Though he escaped in 1987, Saftawi was re-arrested in 2000. He was released by Israel in December 2018.

Saftawi said prisoners prepare themselves for any eventuality while planning their escape.

“The prisoner may have to go on a diet to lose weight to be able to pass through the tunnel," he added.

Secrecy is paramount, he said. "Making a plan and maintaining confidentiality even from the closest people is very important at all stages of the process.”

Kuwait thinks it can bring Morocco and Algeria together

Kuwait wants to transport the spirit of Gulf reconciliation to the Maghreb, and has begun efforts to bring Morocco and Algeria back together, according to Kuwaiti Foreign Minister Ahmed Nasser al-Sabah.

On 24 August, Algiers announced it was breaking ties with neighbouring Morocco, in response to “hostile steps” taken by Rabat. Morocco called this a case of “false justifications”.
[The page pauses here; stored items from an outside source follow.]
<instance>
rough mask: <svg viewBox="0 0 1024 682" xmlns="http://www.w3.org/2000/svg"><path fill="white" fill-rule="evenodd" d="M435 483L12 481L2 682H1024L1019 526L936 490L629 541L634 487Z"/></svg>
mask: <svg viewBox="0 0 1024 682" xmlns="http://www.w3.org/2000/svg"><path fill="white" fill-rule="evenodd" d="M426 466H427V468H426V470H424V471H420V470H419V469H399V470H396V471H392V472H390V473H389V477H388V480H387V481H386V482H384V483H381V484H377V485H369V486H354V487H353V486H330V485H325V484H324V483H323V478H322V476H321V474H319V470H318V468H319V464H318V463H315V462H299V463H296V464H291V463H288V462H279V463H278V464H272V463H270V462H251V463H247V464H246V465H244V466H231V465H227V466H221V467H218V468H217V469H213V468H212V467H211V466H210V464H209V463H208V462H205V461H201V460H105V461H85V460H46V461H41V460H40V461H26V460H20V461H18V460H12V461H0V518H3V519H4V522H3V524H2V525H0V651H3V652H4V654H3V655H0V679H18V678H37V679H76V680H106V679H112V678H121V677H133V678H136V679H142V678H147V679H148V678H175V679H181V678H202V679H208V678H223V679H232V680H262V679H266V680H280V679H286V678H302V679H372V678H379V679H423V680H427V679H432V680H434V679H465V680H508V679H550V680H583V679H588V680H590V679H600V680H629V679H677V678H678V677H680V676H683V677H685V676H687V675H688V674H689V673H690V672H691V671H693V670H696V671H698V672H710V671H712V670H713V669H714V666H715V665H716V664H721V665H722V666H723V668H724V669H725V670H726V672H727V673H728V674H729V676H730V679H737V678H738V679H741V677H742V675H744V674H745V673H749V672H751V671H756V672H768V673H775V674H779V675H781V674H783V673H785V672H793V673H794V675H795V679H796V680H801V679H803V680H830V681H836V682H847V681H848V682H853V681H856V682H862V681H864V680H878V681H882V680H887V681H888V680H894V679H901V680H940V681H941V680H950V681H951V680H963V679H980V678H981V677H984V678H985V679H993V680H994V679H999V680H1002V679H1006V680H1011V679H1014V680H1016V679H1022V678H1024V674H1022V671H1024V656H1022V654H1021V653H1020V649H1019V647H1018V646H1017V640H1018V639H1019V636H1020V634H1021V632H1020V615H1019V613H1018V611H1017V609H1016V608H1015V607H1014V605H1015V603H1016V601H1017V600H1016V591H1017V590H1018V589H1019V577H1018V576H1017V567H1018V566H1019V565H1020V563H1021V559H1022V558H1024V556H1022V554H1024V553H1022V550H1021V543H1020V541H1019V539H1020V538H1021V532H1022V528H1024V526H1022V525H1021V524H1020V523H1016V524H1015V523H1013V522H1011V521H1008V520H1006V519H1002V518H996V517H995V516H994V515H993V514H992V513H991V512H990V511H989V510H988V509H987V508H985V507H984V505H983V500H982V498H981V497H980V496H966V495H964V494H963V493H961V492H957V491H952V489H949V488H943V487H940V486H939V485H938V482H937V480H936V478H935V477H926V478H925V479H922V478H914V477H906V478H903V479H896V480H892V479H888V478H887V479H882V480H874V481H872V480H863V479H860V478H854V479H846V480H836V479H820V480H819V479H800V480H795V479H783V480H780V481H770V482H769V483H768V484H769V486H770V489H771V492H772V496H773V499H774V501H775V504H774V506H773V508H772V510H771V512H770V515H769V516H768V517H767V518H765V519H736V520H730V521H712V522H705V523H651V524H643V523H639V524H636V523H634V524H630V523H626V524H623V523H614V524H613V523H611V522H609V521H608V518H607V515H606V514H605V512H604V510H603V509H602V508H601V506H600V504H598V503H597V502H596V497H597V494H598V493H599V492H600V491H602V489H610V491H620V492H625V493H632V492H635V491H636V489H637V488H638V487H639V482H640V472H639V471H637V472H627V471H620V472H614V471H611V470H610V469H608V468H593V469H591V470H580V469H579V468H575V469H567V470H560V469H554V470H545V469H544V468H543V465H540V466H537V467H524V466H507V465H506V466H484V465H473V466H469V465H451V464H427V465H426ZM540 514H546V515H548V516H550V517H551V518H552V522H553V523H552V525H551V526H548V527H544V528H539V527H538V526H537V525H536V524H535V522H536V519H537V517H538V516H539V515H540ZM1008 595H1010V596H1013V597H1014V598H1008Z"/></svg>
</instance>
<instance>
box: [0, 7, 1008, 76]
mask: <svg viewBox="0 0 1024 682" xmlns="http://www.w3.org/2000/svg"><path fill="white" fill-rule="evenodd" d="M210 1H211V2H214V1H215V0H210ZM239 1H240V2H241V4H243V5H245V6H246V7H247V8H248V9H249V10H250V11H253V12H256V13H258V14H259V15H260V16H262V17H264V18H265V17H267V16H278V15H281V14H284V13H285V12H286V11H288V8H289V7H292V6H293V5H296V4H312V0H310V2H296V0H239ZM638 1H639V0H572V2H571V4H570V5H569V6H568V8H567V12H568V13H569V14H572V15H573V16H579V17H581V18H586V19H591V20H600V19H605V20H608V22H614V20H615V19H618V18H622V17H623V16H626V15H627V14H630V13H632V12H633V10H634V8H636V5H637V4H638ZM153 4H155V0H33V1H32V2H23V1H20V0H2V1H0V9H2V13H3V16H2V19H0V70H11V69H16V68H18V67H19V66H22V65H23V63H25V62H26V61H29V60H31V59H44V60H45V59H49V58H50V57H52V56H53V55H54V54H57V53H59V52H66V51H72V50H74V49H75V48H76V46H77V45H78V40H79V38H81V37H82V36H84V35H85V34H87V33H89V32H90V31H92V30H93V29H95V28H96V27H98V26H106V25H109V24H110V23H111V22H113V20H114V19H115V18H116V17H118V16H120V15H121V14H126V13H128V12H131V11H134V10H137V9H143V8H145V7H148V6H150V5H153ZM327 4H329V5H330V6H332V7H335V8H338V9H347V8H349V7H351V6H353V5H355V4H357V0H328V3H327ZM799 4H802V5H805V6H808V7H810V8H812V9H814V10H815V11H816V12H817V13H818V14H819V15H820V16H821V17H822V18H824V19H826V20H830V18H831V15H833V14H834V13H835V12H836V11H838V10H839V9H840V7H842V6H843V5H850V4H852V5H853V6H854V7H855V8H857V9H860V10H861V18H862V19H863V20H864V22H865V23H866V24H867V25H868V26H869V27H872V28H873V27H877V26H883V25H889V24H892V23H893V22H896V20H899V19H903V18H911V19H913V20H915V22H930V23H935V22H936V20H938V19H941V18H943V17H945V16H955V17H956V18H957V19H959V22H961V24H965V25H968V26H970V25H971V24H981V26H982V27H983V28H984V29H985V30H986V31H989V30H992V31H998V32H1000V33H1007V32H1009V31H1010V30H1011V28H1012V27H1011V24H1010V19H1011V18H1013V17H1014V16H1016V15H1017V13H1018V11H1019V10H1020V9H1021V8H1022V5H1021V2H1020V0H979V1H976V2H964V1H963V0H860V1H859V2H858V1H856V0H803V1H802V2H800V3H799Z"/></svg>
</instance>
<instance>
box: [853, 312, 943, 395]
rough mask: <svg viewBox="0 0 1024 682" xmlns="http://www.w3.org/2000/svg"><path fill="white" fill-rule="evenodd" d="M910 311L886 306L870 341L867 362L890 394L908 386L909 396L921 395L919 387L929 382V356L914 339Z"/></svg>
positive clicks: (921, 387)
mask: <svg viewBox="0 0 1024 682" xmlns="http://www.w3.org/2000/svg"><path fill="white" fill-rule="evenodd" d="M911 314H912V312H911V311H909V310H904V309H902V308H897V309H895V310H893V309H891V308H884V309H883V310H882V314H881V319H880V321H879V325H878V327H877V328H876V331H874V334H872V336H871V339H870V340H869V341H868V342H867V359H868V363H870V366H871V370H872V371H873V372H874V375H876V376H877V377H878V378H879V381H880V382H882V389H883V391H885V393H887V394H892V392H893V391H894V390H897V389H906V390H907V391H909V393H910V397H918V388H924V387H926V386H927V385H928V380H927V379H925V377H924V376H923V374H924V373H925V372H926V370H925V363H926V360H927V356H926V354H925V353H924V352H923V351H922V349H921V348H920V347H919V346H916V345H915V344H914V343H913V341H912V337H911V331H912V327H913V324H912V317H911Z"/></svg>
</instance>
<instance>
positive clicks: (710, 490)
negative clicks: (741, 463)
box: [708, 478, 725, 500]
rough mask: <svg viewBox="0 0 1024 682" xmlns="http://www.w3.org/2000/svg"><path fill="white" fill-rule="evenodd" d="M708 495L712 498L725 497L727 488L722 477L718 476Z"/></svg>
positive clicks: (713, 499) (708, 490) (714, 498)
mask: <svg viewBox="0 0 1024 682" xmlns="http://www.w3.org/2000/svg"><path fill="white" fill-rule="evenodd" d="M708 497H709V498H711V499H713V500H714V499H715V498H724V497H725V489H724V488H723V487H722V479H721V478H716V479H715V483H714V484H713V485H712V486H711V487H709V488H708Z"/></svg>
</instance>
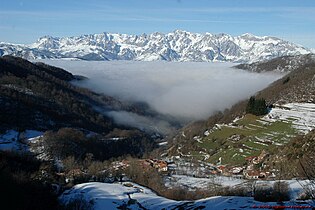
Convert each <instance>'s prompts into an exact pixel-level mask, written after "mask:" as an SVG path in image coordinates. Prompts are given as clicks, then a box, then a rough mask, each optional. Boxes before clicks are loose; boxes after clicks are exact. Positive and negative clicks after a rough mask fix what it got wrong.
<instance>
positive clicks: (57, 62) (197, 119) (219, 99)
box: [45, 60, 281, 129]
mask: <svg viewBox="0 0 315 210" xmlns="http://www.w3.org/2000/svg"><path fill="white" fill-rule="evenodd" d="M45 62H46V63H48V64H51V65H55V66H59V67H62V68H64V69H66V70H68V71H70V72H72V73H73V74H79V75H83V76H86V77H88V78H89V79H88V80H85V81H81V82H80V83H79V85H81V86H84V87H87V88H90V89H92V90H94V91H96V92H101V93H104V94H107V95H111V96H114V97H117V98H119V99H121V100H128V101H143V102H146V103H148V104H149V105H150V106H151V107H152V109H154V110H156V111H157V112H159V113H161V114H166V115H170V116H172V117H174V118H176V119H184V120H186V121H187V120H199V119H206V118H207V117H209V116H210V115H211V114H212V113H214V112H215V111H222V110H224V109H226V108H229V107H231V106H232V105H233V104H235V103H236V102H238V101H239V100H242V99H245V98H247V97H249V96H250V95H253V94H254V93H256V92H257V91H259V90H261V89H263V88H264V87H266V86H268V84H270V83H271V82H273V81H275V80H276V79H278V78H280V76H281V75H279V74H271V73H268V74H267V73H266V74H263V73H260V74H257V73H249V72H246V71H242V70H238V69H233V68H231V66H233V65H234V64H231V63H195V62H184V63H178V62H159V61H155V62H140V61H138V62H137V61H110V62H97V61H62V60H46V61H45ZM109 115H111V116H112V117H113V118H114V119H116V121H117V122H119V123H122V124H123V123H124V122H123V121H124V119H125V120H126V124H128V125H129V124H134V125H137V123H138V121H137V119H135V118H134V119H133V120H131V118H132V115H129V116H128V117H126V113H121V114H118V113H110V114H109ZM117 116H120V117H117ZM122 116H124V117H122ZM130 117H131V118H130ZM148 120H150V122H152V121H151V120H152V119H148ZM140 121H142V124H143V123H144V124H150V123H148V122H146V120H144V119H142V120H140ZM152 123H153V124H154V123H156V122H152ZM156 124H159V123H156ZM137 126H139V125H137ZM163 126H164V125H163ZM166 127H167V126H166ZM163 129H164V128H163Z"/></svg>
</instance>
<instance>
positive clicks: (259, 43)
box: [0, 30, 311, 63]
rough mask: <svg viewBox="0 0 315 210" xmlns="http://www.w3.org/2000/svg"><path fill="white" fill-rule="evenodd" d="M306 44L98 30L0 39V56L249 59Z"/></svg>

Yet according to the Alkhaleej website, Sabah used a press conference in Cairo alongside Ahmed Aboul Gheit, the Arab League's secretary-general, to urge a rapprochement, saying work was being done behind the scenes.

“Some countries including Kuwait are working to boost Arab concord,” he said.

Sabah noted that a GCC summit in January successfully ended the rift between Qatar and some of its Gulf neighbours. “There is new spirit now to repair the relations between people,” he said. 

Tunisian journalists suffering online attacks

Tunisian media and human rights organisations have warned that dozens of journalists that have been critical of President Kais Saied’s constitutional coup have been viciously attacked online, London-based newspaper al-Quds al-Arabi reports.

"Professional journalists have, in recent weeks, become victims of electronic targeting accompanied by serious threats targeting them and their families, simply because they expressed opinions that are subject to discussion and debate,” the groups said in a statement.

They said pro-Saied social media accounts “derive some of their information from state agencies” and “base their campaigns on false and shady data about the roles of civil society”.

Tunisia’s already polarised political scene became even more febrile on 25 July, when Saied sacked his prime minister and suspended parliament in a move denounced by critics as a coup.

On Thursday, his advisor Walid al-Hajjam said the president will likely change Tunisia’s political system, perhaps through a referendum.

*Arabic press review is a digest of news reports not independently verified as accurate by Middle East Eye.